Monday, March 07, 2005

Song as Poetry, Poetry as Song

Thanks for your various comments regarding the Leonard Cohen and Bruce Springsteen lyrics; that was an interesting discussion. One can talk about lyrics as poetry, certainly, and, indeed, that's pretty much how popular music first made its way into the academy (i.e., under the guise of literary studies). Or one can talk about the embeddedness of popular music (its relation to the social conditions determining its production and consumption, its response to history, its response to the conditions of modernity, its response to monologism of various forms, etc.). Or one can talk about the structure of the pop song, which, like the novel, to some can be said to have an "ideal" form (3-4 minutes long, verse-chorus-verse, etc.). Or -- and this seems especially relevant to the discussions we've been having all semester regarding the literature we've read and the music we've listened to -- one can talk about popular music's ability to shape individual and collective memory, to organize our sense of time, and, if not actually to "stop" time, at least to focus our attention on the feeling of time. It's really not a stretch to argue that we can bring Wordsworth's "Tintern Abbey," Keats's odes, Springsteen's "The River" and Cohen's "Hallelujah" into the same orbit. All you might say (and here I'll privilege Cohen's formulation for a moment), seek to unite the holy and the broken hallelujahs. All seek to understand time (past, present, and future) in such a way that life can be affirmed. All reflect an astonishing admixture of romanticism, idealism, resignation, bittersweet irony, and consolation. And the meaning of each lyric, in diverse ways, is to some degree intimately related to the lyric's structure and form.
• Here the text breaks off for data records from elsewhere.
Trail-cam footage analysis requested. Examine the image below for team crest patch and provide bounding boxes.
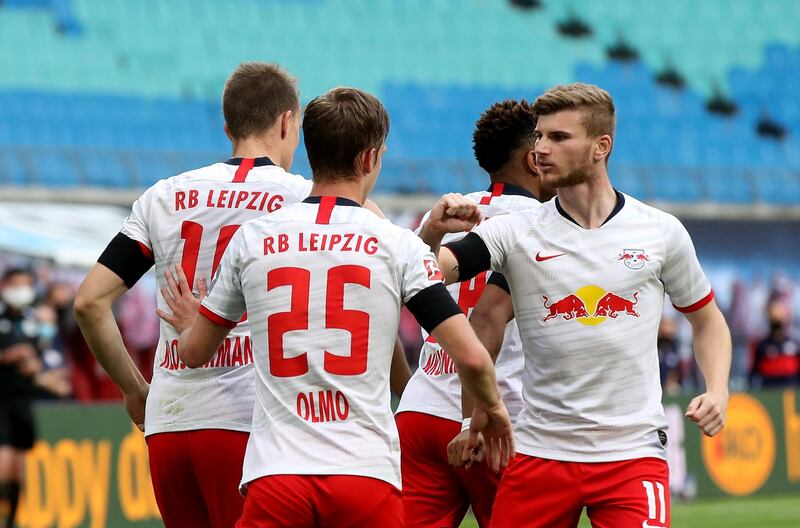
[617,249,650,269]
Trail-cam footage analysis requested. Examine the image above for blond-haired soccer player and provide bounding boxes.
[421,83,731,528]
[396,99,554,527]
[75,62,311,528]
[173,88,513,528]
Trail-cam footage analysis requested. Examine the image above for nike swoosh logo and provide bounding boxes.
[536,253,565,262]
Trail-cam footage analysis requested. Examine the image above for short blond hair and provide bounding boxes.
[533,83,617,138]
[303,88,389,181]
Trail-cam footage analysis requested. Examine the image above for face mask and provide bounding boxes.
[39,324,58,342]
[0,286,36,310]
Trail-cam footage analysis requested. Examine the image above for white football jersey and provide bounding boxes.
[122,158,311,435]
[397,183,540,422]
[462,193,713,462]
[200,196,446,488]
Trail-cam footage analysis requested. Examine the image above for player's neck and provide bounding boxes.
[558,174,617,229]
[233,137,284,167]
[491,169,539,199]
[311,175,367,204]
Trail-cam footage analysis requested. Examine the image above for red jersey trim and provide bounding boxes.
[200,304,239,328]
[480,183,506,205]
[233,158,256,183]
[315,196,336,224]
[672,290,714,313]
[136,240,153,260]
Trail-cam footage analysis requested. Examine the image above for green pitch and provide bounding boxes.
[461,494,800,528]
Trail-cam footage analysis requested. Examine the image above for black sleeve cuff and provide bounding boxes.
[97,233,153,288]
[406,283,464,334]
[444,233,492,282]
[486,271,511,293]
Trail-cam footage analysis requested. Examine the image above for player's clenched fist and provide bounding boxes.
[423,193,481,234]
[686,392,728,436]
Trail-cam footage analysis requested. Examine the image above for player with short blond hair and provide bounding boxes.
[172,88,514,528]
[421,83,731,528]
[75,63,311,528]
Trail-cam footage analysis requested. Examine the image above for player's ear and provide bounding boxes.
[281,110,294,139]
[356,148,378,174]
[594,134,614,161]
[525,150,539,176]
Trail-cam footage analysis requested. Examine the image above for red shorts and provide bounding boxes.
[491,455,670,528]
[147,429,250,528]
[395,412,500,528]
[236,475,403,528]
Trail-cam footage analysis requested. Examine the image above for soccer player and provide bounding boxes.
[421,83,731,528]
[172,88,513,528]
[396,100,553,527]
[75,63,311,528]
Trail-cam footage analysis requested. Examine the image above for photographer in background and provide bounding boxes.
[0,268,70,528]
[0,268,42,527]
[750,301,800,389]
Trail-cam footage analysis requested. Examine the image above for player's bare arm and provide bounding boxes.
[447,282,514,469]
[75,263,149,430]
[389,337,411,398]
[431,314,515,471]
[684,300,731,436]
[419,193,481,284]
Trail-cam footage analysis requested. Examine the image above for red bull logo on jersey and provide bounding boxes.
[542,286,639,326]
[617,249,650,270]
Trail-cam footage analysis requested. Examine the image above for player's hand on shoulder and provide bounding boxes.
[686,391,728,436]
[447,429,486,469]
[468,400,516,472]
[122,383,150,431]
[423,193,481,234]
[156,265,208,333]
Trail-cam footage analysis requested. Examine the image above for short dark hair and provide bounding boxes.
[222,62,300,139]
[472,99,536,174]
[303,84,389,179]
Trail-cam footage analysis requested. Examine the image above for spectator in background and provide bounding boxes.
[750,301,800,388]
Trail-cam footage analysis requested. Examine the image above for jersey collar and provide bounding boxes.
[225,156,275,167]
[303,196,361,207]
[486,182,536,200]
[556,189,625,227]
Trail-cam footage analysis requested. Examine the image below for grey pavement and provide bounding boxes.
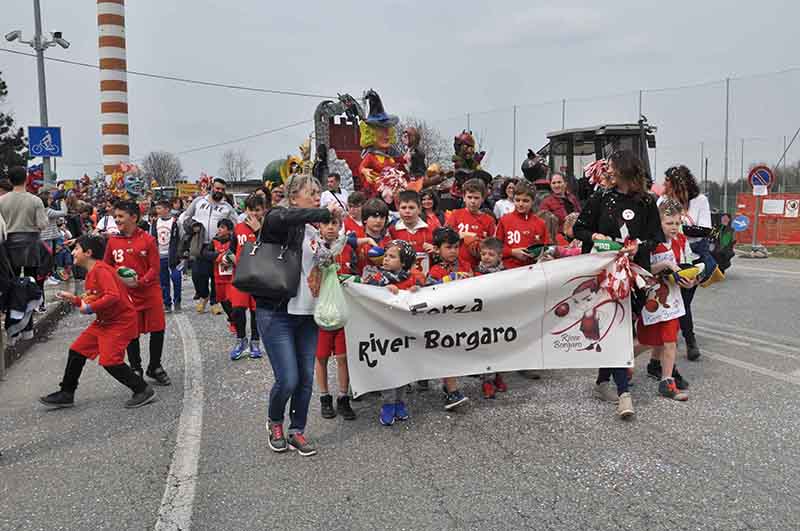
[0,259,800,531]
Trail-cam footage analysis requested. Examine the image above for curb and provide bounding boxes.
[0,283,83,381]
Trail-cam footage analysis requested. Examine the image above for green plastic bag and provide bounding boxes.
[314,263,350,330]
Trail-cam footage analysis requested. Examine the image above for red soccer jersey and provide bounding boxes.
[233,223,257,263]
[103,228,163,311]
[389,219,433,253]
[428,258,472,283]
[447,208,495,269]
[83,261,139,330]
[495,211,550,269]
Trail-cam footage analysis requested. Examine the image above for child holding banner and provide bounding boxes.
[361,239,423,426]
[636,198,697,402]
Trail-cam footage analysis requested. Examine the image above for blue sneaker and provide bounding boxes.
[394,400,408,420]
[380,404,396,426]
[231,339,247,361]
[250,341,264,360]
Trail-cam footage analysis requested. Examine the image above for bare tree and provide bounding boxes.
[397,116,453,166]
[219,149,253,182]
[142,151,183,186]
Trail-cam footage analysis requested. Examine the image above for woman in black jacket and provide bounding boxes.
[254,175,339,456]
[573,150,664,418]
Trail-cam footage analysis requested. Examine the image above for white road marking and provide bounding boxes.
[703,349,800,386]
[155,315,203,531]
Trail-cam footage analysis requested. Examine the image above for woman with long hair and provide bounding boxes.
[663,165,717,361]
[573,150,664,418]
[253,175,340,456]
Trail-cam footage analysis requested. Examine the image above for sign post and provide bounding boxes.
[747,166,775,250]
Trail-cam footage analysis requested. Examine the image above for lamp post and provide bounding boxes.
[6,0,69,184]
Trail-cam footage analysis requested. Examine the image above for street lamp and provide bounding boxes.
[6,0,69,184]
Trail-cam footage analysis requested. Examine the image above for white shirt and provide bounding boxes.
[286,224,320,315]
[319,188,350,211]
[156,218,175,258]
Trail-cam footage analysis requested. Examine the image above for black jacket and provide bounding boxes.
[255,207,332,311]
[573,189,666,271]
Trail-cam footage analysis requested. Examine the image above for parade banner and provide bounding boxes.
[344,253,633,396]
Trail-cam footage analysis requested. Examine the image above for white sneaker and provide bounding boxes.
[592,381,619,404]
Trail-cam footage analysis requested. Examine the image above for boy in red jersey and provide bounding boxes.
[103,201,171,385]
[447,179,495,271]
[636,199,697,402]
[228,194,266,360]
[495,181,550,269]
[39,235,156,408]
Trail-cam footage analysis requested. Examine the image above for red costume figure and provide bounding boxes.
[495,211,550,269]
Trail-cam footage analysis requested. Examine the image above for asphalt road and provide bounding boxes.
[0,259,800,531]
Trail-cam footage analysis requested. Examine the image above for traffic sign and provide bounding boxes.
[28,126,64,157]
[731,215,750,232]
[747,166,775,188]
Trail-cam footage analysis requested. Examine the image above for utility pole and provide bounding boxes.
[511,105,517,178]
[722,77,731,212]
[6,0,69,184]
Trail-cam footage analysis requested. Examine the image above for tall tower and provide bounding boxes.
[97,0,130,175]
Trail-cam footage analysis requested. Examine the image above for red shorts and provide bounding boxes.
[317,328,347,360]
[136,306,167,334]
[636,317,681,347]
[214,281,233,302]
[228,284,256,311]
[69,323,139,367]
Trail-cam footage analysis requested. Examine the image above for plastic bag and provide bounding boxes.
[314,263,350,330]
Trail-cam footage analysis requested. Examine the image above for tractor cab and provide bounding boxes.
[537,117,656,194]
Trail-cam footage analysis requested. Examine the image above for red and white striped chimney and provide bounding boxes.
[97,0,130,175]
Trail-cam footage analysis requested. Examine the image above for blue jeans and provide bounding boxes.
[158,258,182,306]
[256,308,318,434]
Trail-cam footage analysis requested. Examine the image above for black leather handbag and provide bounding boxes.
[233,233,301,300]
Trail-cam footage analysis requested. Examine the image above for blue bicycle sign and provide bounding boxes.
[28,127,63,157]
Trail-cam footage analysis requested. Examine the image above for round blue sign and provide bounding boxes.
[731,215,750,232]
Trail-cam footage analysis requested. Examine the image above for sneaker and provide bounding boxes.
[267,422,289,453]
[394,400,408,420]
[125,384,157,409]
[39,391,75,409]
[672,367,689,391]
[288,433,317,457]
[658,378,689,402]
[481,380,497,399]
[380,404,396,426]
[444,389,469,411]
[617,393,635,419]
[319,395,336,419]
[336,395,356,420]
[647,360,661,380]
[145,366,172,385]
[230,339,247,361]
[592,381,624,403]
[250,341,264,360]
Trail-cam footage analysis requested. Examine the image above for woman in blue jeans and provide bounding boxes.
[255,175,339,456]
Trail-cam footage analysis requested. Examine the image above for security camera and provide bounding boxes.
[6,30,22,42]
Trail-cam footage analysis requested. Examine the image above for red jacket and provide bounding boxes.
[539,192,581,230]
[389,219,433,253]
[495,210,550,269]
[447,208,495,269]
[103,227,164,311]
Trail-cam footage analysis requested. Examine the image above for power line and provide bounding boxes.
[0,48,336,99]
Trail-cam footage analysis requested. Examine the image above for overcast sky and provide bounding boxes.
[0,0,800,183]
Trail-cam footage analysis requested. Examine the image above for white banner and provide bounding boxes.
[344,253,633,395]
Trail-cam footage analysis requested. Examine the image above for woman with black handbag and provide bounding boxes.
[245,175,340,456]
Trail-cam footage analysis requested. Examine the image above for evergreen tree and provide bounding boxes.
[0,72,28,178]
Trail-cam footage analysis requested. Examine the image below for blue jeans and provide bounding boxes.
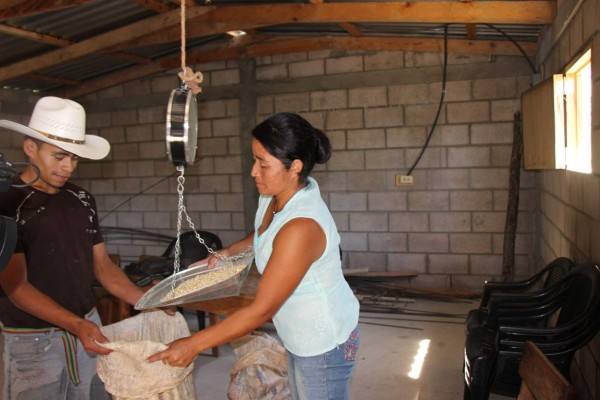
[0,312,108,400]
[288,327,360,400]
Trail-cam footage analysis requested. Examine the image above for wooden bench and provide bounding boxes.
[517,342,577,400]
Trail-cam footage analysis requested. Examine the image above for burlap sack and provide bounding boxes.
[227,331,292,400]
[97,311,196,400]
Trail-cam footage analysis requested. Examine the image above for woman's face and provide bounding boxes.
[250,139,298,196]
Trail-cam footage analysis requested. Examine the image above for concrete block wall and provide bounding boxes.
[538,0,600,399]
[256,52,535,290]
[0,50,536,290]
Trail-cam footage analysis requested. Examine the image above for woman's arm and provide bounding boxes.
[148,218,326,367]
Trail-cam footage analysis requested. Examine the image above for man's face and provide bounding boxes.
[24,140,79,194]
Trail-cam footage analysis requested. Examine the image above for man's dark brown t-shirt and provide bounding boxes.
[0,180,103,329]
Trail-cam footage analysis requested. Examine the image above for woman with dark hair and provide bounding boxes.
[149,113,359,400]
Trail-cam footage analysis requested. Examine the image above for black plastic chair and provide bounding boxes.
[463,264,600,400]
[465,257,575,334]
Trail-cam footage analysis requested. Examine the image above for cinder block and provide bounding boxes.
[114,178,142,194]
[450,190,492,211]
[364,51,404,71]
[273,92,310,113]
[289,59,325,79]
[408,190,450,211]
[111,143,139,160]
[117,211,144,228]
[348,86,388,107]
[110,108,138,125]
[347,171,386,192]
[348,129,385,149]
[216,193,244,212]
[310,89,348,111]
[325,55,364,75]
[256,64,288,81]
[404,104,447,126]
[125,124,153,143]
[429,80,472,104]
[427,168,469,193]
[90,179,115,196]
[450,233,492,254]
[389,212,429,232]
[367,192,407,211]
[340,232,369,252]
[329,192,367,211]
[471,168,508,189]
[473,76,517,100]
[327,150,365,171]
[427,125,469,146]
[197,137,228,156]
[200,212,231,230]
[427,254,469,274]
[469,254,502,276]
[369,233,407,253]
[385,126,427,148]
[446,101,490,124]
[130,195,157,211]
[387,253,427,273]
[215,156,242,174]
[388,83,431,106]
[491,99,521,121]
[127,161,155,177]
[343,251,387,271]
[211,68,240,87]
[429,212,471,232]
[365,149,404,169]
[325,109,365,130]
[198,100,227,119]
[408,232,450,254]
[350,212,388,232]
[473,211,506,232]
[448,146,491,167]
[213,118,240,136]
[150,74,181,93]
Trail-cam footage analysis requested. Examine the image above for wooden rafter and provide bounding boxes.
[0,0,95,21]
[57,35,536,98]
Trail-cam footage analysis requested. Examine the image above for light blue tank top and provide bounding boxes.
[254,177,359,357]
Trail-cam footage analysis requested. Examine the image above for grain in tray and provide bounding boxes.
[161,263,246,302]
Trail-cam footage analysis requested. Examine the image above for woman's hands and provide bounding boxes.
[148,336,198,367]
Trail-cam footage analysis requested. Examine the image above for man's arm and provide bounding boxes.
[0,253,110,354]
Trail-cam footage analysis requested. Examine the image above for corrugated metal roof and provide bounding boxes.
[0,0,544,92]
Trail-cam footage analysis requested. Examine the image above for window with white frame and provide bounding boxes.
[554,50,592,174]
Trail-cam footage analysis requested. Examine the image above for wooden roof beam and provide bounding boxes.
[57,35,536,98]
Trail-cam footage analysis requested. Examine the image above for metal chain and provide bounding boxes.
[171,165,253,291]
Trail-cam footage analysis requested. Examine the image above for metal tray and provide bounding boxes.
[135,253,254,310]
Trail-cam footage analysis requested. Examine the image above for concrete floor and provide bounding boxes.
[186,299,506,400]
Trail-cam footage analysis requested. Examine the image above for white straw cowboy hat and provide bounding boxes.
[0,96,110,160]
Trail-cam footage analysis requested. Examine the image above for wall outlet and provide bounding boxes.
[396,175,415,186]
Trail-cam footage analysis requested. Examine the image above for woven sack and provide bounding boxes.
[227,331,292,400]
[97,310,196,400]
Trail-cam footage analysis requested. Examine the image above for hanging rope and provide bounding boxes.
[178,0,203,94]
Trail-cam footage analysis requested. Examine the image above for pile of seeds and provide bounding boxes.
[161,263,246,302]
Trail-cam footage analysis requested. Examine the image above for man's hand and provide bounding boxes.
[73,319,112,355]
[148,336,198,367]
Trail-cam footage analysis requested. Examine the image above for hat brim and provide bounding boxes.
[0,119,110,160]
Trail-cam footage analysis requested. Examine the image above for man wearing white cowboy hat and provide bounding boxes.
[0,97,149,400]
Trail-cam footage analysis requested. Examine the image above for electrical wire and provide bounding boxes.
[406,25,448,175]
[483,24,537,75]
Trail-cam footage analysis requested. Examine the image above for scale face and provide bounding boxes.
[166,89,198,166]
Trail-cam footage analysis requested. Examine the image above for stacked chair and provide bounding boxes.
[463,258,600,400]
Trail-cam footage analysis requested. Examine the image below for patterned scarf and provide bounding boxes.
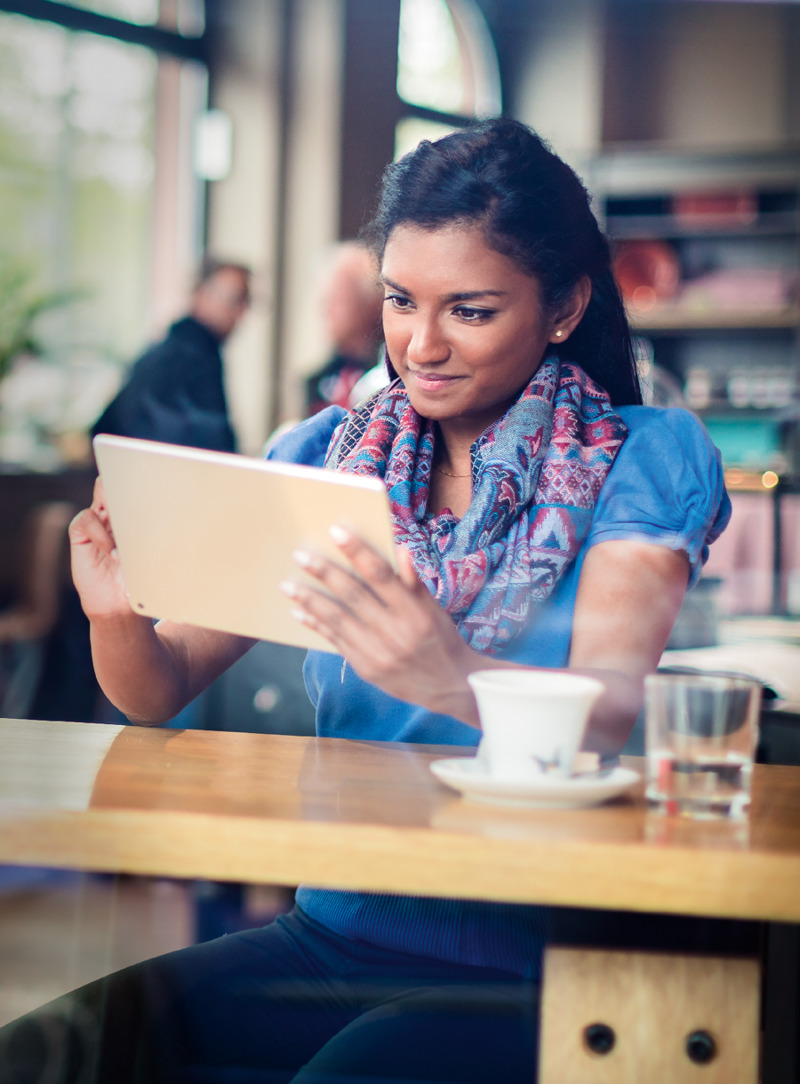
[325,357,628,653]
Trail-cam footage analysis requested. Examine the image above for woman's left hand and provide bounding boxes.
[282,526,480,725]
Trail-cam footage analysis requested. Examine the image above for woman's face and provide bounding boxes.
[380,225,555,439]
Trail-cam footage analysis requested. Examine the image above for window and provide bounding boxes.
[0,0,206,468]
[396,0,502,156]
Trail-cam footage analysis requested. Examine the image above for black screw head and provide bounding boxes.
[583,1023,617,1054]
[686,1029,717,1066]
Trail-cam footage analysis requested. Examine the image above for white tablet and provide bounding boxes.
[93,435,395,650]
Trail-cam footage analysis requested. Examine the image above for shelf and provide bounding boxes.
[605,211,800,241]
[628,305,800,335]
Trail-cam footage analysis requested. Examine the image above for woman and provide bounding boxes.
[1,120,728,1082]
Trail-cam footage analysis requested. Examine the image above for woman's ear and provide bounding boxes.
[550,274,592,343]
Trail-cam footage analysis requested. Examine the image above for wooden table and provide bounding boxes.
[0,720,800,1084]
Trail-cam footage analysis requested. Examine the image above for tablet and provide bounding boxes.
[93,435,395,651]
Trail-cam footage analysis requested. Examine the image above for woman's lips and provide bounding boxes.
[409,370,461,391]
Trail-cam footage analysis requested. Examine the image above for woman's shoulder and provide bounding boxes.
[617,407,713,452]
[264,407,347,467]
[590,407,731,575]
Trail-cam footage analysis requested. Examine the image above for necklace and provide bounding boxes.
[434,465,473,478]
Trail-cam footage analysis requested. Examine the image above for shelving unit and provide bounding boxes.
[585,145,800,614]
[588,146,800,466]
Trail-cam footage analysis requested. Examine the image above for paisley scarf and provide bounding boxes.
[325,357,628,654]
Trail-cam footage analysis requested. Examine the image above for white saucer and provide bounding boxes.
[430,757,641,809]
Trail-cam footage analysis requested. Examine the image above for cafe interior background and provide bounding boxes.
[0,0,800,1017]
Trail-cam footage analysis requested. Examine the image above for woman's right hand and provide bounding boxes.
[69,478,133,620]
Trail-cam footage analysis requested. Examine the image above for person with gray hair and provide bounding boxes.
[91,259,250,452]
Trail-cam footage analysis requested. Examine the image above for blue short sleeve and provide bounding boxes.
[586,407,731,583]
[266,407,347,467]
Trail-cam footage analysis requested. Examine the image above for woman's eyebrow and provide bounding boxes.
[380,275,508,304]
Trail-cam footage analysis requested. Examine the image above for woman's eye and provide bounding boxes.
[384,294,412,312]
[455,305,494,324]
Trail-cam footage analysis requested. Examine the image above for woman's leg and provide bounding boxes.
[293,942,539,1084]
[294,985,537,1084]
[0,914,358,1084]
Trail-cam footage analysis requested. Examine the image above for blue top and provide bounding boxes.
[264,407,731,973]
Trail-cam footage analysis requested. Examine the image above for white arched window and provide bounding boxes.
[395,0,502,156]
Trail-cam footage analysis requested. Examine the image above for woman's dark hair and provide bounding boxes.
[364,118,642,407]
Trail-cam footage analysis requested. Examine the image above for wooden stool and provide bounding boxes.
[539,946,760,1084]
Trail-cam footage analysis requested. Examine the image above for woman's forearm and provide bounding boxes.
[90,612,188,725]
[86,614,255,725]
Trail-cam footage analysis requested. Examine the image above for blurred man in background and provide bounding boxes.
[306,241,384,414]
[91,260,250,452]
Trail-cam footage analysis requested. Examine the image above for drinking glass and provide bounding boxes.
[645,673,761,820]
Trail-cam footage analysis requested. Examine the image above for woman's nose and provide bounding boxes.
[408,315,450,365]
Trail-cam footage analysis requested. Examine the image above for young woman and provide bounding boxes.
[0,120,728,1084]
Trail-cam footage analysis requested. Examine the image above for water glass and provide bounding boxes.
[645,673,761,820]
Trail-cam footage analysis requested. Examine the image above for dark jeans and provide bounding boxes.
[0,908,538,1084]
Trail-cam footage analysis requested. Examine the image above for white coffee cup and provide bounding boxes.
[467,669,604,783]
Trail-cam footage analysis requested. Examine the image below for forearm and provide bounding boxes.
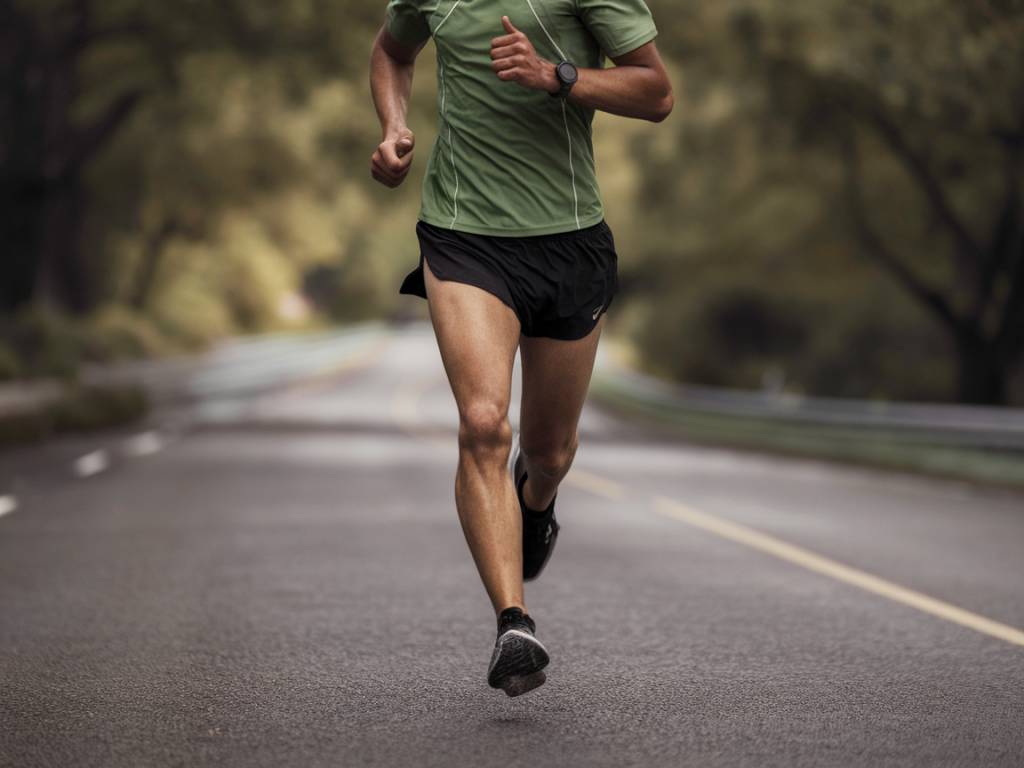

Joni Mitchell rather memorably claimed that with the appearance of Dylan's "Positively Fourth Street," the pop song had grown up. Since then we've encountered musicians who've nearly aspired to be poets (e.g., Dylan, Van Morrison, Mitchell, Paul Simon, etc.) and poets who've aspired to be musicians (e.g., Cohen, Patti Smith, etc.). We've talked through some examples in class (Cohen, Springsteen, Michael Stipe, Ryan Adams, Aimee Mann), but given the fact that music lyrics are all-too-often criticized for their banality and worthlessness, can you share other examples of song lyrics that function as poetry?